Thursday 22 May 2014

Minimising deadlocks with READ_COMMITTED_SNAPSHOT

The problem

We have a system that has a number of separate Windows services that all access a shared database hosted by SQL Server 2008 R2. The system is used to provide online hydraulic modelling in support of a water utility company’s maintenance activities. The services are built around SynerGEE Water, a hydraulic modelling product from DNVGL.

One of the Windows services is responsible for monitoring a model library – SynerGEE models are stored as MDB files on the file system – and when a new or updated model is detected it adds a MODEL record to the database. It also indexes all of the pipes in the model and adds them to a MODEL_PIPE table in the database.

A second service checks the database for new MODEL records and then invokes SynerGEE to perform some hydraulic analysis. The results of this analysis are used to update the MODEL_PIPE records.

We observed that if a number of models had been updated in one go the result was that sometimes a database deadlock occurred when the second service was querying the MODEL_PIPE table. This was because the first service was in the process of adding other MODEL_PIPE records for other models at the same time.

We are using NHibernate for all data access and all database queries or updates are wrapped in transactions with the assistance of the Spring.Net transaction template. NHibernate Profiler was used to confirm that all the transactions were correctly formed and we could see that the transactions were using the READ COMMITTED isolation level.

The solution

Firstly, I did some research around Minimizing Deadlocks and noted that using a row-based isolation level can help. In particular, activating READ_COMMITTED_SNAPSHOT on the database can help by allowing SQL Server to use row versioning rather than shared locks.

“When the READ_COMMITTED_SNAPSHOT database option is set ON, a transaction running under read committed isolation level uses row versioning rather than shared locks during read operations.” [1]

Further research around snapshot isolation levels provided further insight:

“The READ_COMMITTED_SNAPSHOT database option determines the behavior of the default READ COMMITTED isolation level when snapshot isolation is enabled in a database. If you do not explicitly specify READ_COMMITTED_SNAPSHOT ON, READ COMMITTED is applied to all implicit transactions. This produces the same behavior as setting READ_COMMITTED_SNAPSHOT OFF (the default). When READ_COMMITTED_SNAPSHOT OFF is in effect, the Database Engine uses shared locks to enforce the default isolation level. If you set the READ_COMMITTED_SNAPSHOT database option to ON, the database engine uses row versioning and snapshot isolation as the default, instead of using locks to protect the data.” [2]
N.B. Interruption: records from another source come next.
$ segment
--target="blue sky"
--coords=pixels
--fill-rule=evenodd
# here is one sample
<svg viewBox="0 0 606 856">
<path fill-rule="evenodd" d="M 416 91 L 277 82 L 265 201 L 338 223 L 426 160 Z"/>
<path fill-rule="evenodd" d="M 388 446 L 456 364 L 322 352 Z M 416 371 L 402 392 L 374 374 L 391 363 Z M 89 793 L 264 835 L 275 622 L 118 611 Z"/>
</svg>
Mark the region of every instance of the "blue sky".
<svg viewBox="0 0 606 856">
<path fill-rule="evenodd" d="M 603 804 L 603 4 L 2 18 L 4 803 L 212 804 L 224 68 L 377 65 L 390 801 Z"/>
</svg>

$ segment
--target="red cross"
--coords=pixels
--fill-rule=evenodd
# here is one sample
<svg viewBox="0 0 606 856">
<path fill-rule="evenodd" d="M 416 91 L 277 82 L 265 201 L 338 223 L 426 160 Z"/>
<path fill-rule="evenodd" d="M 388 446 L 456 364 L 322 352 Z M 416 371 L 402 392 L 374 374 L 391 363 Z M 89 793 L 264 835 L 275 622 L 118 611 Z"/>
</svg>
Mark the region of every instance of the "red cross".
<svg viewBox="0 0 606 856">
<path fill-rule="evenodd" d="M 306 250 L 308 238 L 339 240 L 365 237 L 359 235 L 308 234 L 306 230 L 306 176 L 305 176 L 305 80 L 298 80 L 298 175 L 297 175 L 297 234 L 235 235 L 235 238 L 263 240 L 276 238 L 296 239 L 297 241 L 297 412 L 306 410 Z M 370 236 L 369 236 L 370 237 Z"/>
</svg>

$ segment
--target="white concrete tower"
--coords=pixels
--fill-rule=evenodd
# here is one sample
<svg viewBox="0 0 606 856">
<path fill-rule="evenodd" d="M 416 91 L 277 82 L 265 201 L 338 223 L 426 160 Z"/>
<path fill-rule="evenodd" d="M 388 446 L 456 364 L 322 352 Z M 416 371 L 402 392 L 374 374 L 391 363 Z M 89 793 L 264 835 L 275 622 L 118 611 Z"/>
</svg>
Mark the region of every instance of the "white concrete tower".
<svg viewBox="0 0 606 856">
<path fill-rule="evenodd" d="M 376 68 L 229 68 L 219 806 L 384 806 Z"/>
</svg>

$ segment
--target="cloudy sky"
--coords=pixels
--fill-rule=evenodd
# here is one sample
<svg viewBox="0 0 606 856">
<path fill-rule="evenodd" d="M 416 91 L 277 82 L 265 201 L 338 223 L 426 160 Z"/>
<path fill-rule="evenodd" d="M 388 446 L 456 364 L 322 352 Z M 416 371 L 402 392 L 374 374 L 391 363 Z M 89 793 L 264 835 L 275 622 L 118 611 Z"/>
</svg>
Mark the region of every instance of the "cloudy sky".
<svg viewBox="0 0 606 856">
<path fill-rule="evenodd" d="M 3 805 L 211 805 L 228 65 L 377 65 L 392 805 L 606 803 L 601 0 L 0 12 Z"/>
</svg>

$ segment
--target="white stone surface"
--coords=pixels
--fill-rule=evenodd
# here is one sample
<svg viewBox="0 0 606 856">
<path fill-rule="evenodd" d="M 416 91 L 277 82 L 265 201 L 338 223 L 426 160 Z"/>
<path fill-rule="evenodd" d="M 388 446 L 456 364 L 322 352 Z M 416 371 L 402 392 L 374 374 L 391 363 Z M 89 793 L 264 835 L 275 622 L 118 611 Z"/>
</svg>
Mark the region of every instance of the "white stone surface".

Bingo! If the READ_COMMITTED_SNAPSHOT database option is set to ON row versioning is used instead of locks.

“Once snapshot isolation is enabled, updated row versions for each transaction are maintained in tempdb. A unique transaction sequence number identifies each transaction, and these unique numbers are recorded for each row version. The transaction works with the most recent row versions having a sequence number before the sequence number of the transaction. Newer row versions created after the transaction has begun are ignored by the transaction…

…Snapshot isolation uses an optimistic concurrency model. If a snapshot transaction attempts to commit modifications to data that has changed since the transaction began, the transaction will roll back and an error will be raised. ” [2]

In our case this looked very interesting because the first Windows service adds new MODEL and MODEL_PIPE records in a transaction and is done with them. The second Windows service then reads the new MODEL and MODEL_PIPE records and updates them in a separate transaction. The chances of an optimistic concurrency issue are minimal. Although the two services are accessing the same table they are not accessing the same rows. Therefore, using row version-based locks would allow the two services to work better together.

So, I enabled READ_COMMITTED_SNAPSHOT on the database [3] and found that the deadlocks no longer occurred.

ALTER DATABASE <dbname> SET SINGLE_USER WITH ROLLBACK IMMEDIATE;
ALTER DATABASE <dbname> SET READ_COMMITTED_SNAPSHOT ON;
ALTER DATABASE <dbname> SET MULTI_USER;

Result!

References

[1] Minimizing Deadlocks, Technet.

[2] Snapshot Isolation in SQL Server, MSDN.

[3] Enabling Row Versioning-Based Isolation Levels, Technet.